Diversification Opportunities for Multi-manager High and Equity Growth
0.81 | Correlation Coefficient |
Very poor diversification
The 3 months correlation between Multi-manager and Equity is 0.81. Overlapping area represents the amount of risk that can be diversified away by holding Multi Manager High Yield and Equity Growth Strategy in the same portfolio, assuming nothing else is changed. The correlation between historical prices or returns on Equity Growth Strategy and Multi-manager High is a relative statistical measure of the degree to which these equity instruments tend to move together. The correlation coefficient measures the extent to which returns on Multi Manager High Yield are associated (or correlated) with Equity Growth. Values of the correlation coefficient range from -1 to +1, where. The correlation of zero (0) is possible when the price movement of Equity Growth Strategy has no effect on the direction of Multi-manager High i.e., Multi-manager High and Equity Growth go up and down completely randomly.
Pair Corralation between Multi-manager High and Equity Growth
Assuming the 90 days horizon Multi-manager High is expected to generate 10.48 times less return on investment than Equity Growth. But when comparing it to its historical volatility, Multi Manager High Yield is 4.08 times less risky than Equity Growth. It trades about 0.13 of its potential returns per unit of risk. Equity Growth Strategy is currently generating about 0.33 of returns per unit of risk over similar time horizon. If you would invest 1,574 in Equity Growth Strategy on September 1, 2024 and sell it today you would earn a total of 62.00 from holding Equity Growth Strategy or generate 3.94% return on investment over 90 days.

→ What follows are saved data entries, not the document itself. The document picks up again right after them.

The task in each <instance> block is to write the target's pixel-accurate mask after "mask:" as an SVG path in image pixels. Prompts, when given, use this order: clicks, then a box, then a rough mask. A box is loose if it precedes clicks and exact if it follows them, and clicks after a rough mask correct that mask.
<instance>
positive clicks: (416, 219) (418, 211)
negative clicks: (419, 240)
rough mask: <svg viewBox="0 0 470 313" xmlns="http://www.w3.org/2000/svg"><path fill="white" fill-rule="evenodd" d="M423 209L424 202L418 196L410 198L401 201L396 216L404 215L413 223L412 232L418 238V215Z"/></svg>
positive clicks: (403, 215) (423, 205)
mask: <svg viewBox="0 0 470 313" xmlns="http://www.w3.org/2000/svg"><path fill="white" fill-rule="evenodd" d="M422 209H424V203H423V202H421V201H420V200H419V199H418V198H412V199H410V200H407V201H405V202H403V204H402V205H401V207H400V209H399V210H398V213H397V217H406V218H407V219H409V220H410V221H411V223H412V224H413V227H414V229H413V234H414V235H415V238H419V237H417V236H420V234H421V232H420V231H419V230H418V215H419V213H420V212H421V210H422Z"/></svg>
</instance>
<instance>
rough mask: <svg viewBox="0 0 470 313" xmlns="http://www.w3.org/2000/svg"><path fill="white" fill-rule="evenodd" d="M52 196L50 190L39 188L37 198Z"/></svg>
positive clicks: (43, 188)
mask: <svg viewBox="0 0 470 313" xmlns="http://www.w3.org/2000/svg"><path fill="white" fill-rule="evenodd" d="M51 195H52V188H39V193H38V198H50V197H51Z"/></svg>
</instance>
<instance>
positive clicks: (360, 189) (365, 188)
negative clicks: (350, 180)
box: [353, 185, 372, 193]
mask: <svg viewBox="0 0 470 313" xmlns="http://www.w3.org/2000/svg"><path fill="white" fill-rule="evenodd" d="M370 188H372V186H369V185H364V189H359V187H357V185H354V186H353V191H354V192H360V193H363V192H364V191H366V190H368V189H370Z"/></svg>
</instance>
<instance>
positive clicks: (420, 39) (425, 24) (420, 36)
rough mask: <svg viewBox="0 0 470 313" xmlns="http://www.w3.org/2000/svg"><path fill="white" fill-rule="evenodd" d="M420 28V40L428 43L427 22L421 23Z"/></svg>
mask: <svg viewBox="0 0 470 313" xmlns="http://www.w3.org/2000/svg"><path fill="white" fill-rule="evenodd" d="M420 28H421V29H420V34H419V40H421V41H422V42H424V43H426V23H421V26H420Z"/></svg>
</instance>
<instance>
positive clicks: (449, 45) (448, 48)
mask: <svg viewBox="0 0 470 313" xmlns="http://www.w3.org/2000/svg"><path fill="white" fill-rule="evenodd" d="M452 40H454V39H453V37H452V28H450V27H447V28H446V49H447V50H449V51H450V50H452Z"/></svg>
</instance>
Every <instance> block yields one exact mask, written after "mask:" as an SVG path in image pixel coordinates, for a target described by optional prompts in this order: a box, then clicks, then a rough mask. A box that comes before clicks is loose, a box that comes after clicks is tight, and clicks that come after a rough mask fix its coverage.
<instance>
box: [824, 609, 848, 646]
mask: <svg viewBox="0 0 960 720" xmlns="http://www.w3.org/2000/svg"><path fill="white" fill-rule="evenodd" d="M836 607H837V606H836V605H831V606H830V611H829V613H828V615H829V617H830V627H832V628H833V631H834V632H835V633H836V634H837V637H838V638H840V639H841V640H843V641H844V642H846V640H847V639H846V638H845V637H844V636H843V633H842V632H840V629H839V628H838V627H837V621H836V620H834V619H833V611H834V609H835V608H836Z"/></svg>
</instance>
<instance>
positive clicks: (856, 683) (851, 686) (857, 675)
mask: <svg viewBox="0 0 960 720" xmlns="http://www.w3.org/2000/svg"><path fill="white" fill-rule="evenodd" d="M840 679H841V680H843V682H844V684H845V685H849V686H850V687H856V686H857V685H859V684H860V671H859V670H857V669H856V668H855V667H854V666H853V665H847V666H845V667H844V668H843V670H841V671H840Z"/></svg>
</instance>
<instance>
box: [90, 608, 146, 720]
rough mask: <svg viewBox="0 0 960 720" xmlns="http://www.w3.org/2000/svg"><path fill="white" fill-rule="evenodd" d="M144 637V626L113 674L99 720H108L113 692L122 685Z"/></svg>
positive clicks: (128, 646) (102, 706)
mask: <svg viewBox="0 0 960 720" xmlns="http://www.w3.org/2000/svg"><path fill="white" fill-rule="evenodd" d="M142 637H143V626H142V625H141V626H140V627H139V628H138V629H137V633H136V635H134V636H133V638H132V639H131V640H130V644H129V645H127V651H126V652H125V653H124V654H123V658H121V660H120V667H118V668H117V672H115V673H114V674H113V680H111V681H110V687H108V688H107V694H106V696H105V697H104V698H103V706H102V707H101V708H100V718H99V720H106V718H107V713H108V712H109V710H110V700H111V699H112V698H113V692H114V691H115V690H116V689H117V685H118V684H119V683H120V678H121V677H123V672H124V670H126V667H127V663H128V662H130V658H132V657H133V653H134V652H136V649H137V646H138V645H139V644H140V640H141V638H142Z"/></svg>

Time Period | 3 Months [change] |
Direction | Moves Together |
Strength | Strong |
Accuracy | 95.45% |
Values | Daily Returns |
Multi Manager High Yield vs. Equity Growth Strategy
Performance |
Timeline |
Multi Manager High |
Equity Growth Strategy |
Multi-manager High and Equity Growth Volatility Contrast
Predicted Return Density |
Returns |
Pair Trading with Multi-manager High and Equity Growth
The main advantage of trading using opposite Multi-manager High and Equity Growth positions is that it hedges away some unsystematic risk. Because of two separate transactions, even if Multi-manager High position performs unexpectedly, Equity Growth can make up some of the losses. Pair trading also minimizes risk from directional movements in the market. For example, if an entire industry or sector drops because of unexpected headlines, the short position in Equity Growth will offset losses from the drop in Equity Growth's long position.Multi-manager High vs. Commonwealth Global Fund | Multi-manager High vs. Dreyfusstandish Global Fixed | Multi-manager High vs. Rbc Global Opportunities | Multi-manager High vs. Us Global Leaders |
Equity Growth vs. American Century High | Equity Growth vs. Prudential Short Duration | Equity Growth vs. Multi Manager High Yield | Equity Growth vs. Valic Company I |
Check out your portfolio center.Note that this page's information should be used as a complementary analysis to find the right mix of equity instruments to add to your existing portfolios or create a brand new portfolio. You can also try the Odds Of Bankruptcy module to get analysis of equity chance of financial distress in the next 2 years.